U.S. Bank Secrecy Act of 1970
The Bank Secrecy Act (or BSA) requires financial institutions to assist government agencies to detect and prevent money laundering. Specifically, the act requires financial institutions to keep records of cash purchases of negotiable instruments, file reports of cash transactions exceeding $10,000 (daily aggregate amount), and to report suspicious activity that might signify money laundering, tax evasion, or other criminal activities.
Numbered bank accounts, used by Swiss banks and other offshore banks located in tax havens, have been accused by NGOs such as ATTAC of being a major instrument of the underground economy, facilitating tax evasion and money laundering. After Al Capone's 1931 condemnation for tax evasion, "mobster Meyer Lansky took money from New Orleans slot machines and shifted it to accounts overseas. The Swiss secrecy law two years later assured him of a G-man-proof-banking. Later, he bought a Swiss bank and for years deposited his Havana casino take in Miami accounts, then wired the funds to Switzerland via a network of shell and holding companies and offshore accounts", according to journalist Lucy Komisar. Joseph Stiglitz, 2001 Nobel laureate for economics, told to Komisar:
- "You ask why, if there's an important role for a regulated banking system, do you allow a non-regulated banking system to continue? It's in the interest of some of the moneyed interests to allow this to occur. It's not an accident; it could have been shut down at any time. If you said the US, the UK, the major G7 banks will not deal with offshore bank centers that don't comply with G7 banks regulations, these banks could not exist. They only exist because they engage in transactions with standard banks."

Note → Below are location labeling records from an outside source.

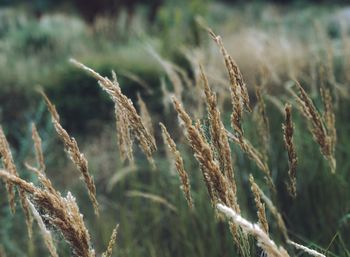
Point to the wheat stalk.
(324, 136)
(9, 164)
(72, 149)
(145, 139)
(45, 233)
(61, 212)
(180, 168)
(262, 123)
(259, 205)
(218, 135)
(264, 241)
(112, 241)
(288, 131)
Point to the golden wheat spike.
(145, 139)
(112, 241)
(38, 148)
(319, 130)
(262, 123)
(264, 241)
(72, 149)
(60, 212)
(48, 240)
(288, 131)
(9, 165)
(180, 168)
(259, 205)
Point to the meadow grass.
(275, 164)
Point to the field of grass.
(221, 130)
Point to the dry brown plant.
(112, 241)
(288, 131)
(259, 205)
(262, 123)
(60, 212)
(218, 134)
(325, 136)
(145, 115)
(239, 90)
(72, 149)
(219, 186)
(9, 165)
(145, 139)
(179, 164)
(124, 138)
(263, 239)
(48, 240)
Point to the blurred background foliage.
(134, 38)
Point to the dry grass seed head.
(259, 205)
(112, 241)
(124, 138)
(44, 231)
(72, 149)
(318, 128)
(264, 241)
(9, 165)
(145, 139)
(288, 131)
(186, 187)
(61, 212)
(262, 123)
(38, 148)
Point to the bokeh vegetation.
(272, 43)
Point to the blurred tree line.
(90, 9)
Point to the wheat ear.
(112, 242)
(9, 165)
(264, 241)
(179, 164)
(288, 131)
(145, 139)
(61, 212)
(72, 149)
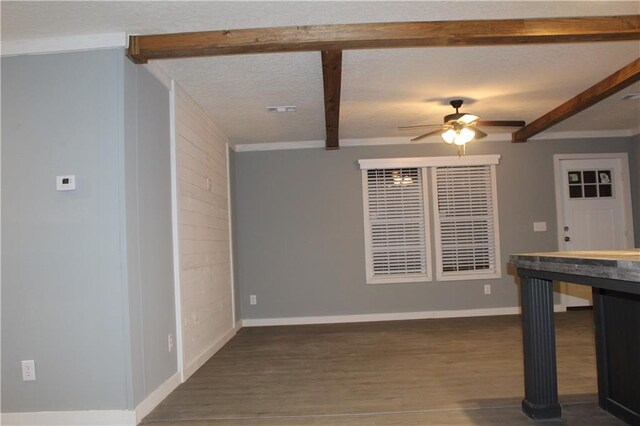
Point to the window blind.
(396, 223)
(465, 220)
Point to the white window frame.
(496, 270)
(409, 277)
(424, 163)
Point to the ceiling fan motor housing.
(456, 103)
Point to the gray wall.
(148, 224)
(62, 289)
(87, 284)
(234, 232)
(300, 234)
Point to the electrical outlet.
(28, 370)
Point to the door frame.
(625, 192)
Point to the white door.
(595, 214)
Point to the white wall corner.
(69, 418)
(157, 396)
(63, 44)
(208, 353)
(159, 74)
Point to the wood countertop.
(612, 264)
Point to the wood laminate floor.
(460, 371)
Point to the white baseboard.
(261, 322)
(156, 397)
(199, 361)
(60, 418)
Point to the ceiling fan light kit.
(460, 128)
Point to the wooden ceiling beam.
(617, 81)
(332, 79)
(384, 35)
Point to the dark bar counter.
(614, 276)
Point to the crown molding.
(63, 44)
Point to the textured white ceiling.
(381, 89)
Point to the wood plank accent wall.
(203, 216)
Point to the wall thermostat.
(66, 183)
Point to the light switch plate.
(66, 183)
(539, 226)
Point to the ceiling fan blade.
(479, 133)
(419, 126)
(417, 138)
(501, 123)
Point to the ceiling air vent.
(631, 97)
(289, 108)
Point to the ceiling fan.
(460, 128)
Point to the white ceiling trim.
(63, 44)
(501, 137)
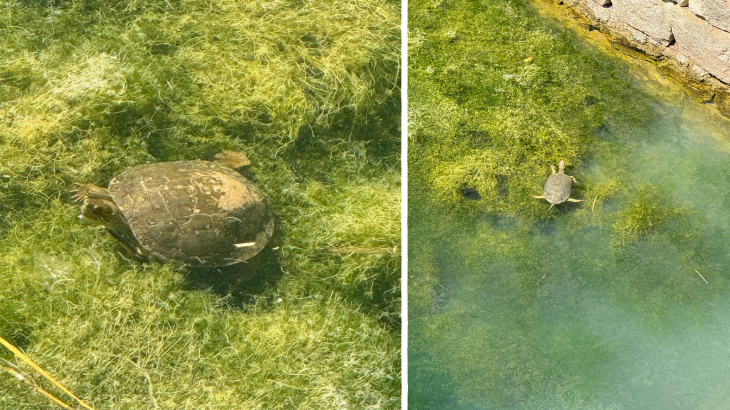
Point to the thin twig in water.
(703, 278)
(37, 388)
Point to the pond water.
(576, 310)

In 1999, a class action suit against the Vatican Bank criticized the role of Switzerland during World War II. Governments of developing countries accused Swiss banks of detaining most of the money stolen by corrupt dictators, which Oxfam International estimate to about $50 billion a year deposited in offshore tax havens, nearly the size of the $57 billion annual global aid budget.
Also in 1999, according to Lucy Komisar, banks "orchestrated a successful e-mail campaign to Congress" to "sink a 'know your customer' regulation proposed by the Federal Deposit Insurance Corporation".
In 2001, the United States learned that the Swiss had protected the bank that handled finances for Osama Bin Laden. One of them, the Bahrain International Bank, had funds transiting through non-published accounts of Clearstream, which has been qualified as a "bank of banks" and was involved in one of Luxembourg's major financial scandal.
The 2001 USA Patriot Act has created many new rules for US Banks in an attempt to defeat bank secrecy. A list of such banks or shell banks are given to the US banks who are not allowed to wire money to them. All new customers to US banks must now be asked if they are US citizens. If not, they must state their occupation and whether they expect to be wired foreign moneys.